Research and development expenditures relating to the development of software for internal purposes are charged
to expense until technological feasibility is established. Thereafter, the remaining software production costs up to the date
placed into production are capitalized and included as property and equipment. Amortization of the capitalized amounts
commences on the date placed into production and is computed on a product-by-product basis using the straight-line method
over the remaining estimated economic life of the product but not more than 5 years. Reductions, if any, in the carrying value
of capitalized software costs to net realizable value are expensed. With respect to capitalized software costs, we recorded
amortization expense of $205.0 million in 2013, $137.6 million in 2012 and $26.2 million in 2011.

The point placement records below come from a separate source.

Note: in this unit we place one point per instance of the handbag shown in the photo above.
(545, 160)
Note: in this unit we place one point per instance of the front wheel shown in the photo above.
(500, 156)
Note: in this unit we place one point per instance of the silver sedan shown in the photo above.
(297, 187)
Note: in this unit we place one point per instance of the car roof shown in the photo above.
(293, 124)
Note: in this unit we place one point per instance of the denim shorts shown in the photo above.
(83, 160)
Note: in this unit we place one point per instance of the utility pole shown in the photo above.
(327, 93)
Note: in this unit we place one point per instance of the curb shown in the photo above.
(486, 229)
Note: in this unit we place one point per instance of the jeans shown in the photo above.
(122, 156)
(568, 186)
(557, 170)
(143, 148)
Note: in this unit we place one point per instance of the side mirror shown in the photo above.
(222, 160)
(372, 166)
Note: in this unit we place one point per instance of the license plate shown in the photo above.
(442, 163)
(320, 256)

Marketable securities. All investments not included as cash and cash equivalents are accounted for in accordance
with applicable accounting guidance for investments in debt and equity securities. Management determines the appropriate
classification of our marketable securities at the time of purchase and re-evaluates such determination at each balance sheet
date. All marketable securities at December 31, 2013 and 2012 were recorded in other noncurrent assets on our consolidated
balance sheet (see Note 2 - Fair value measurements).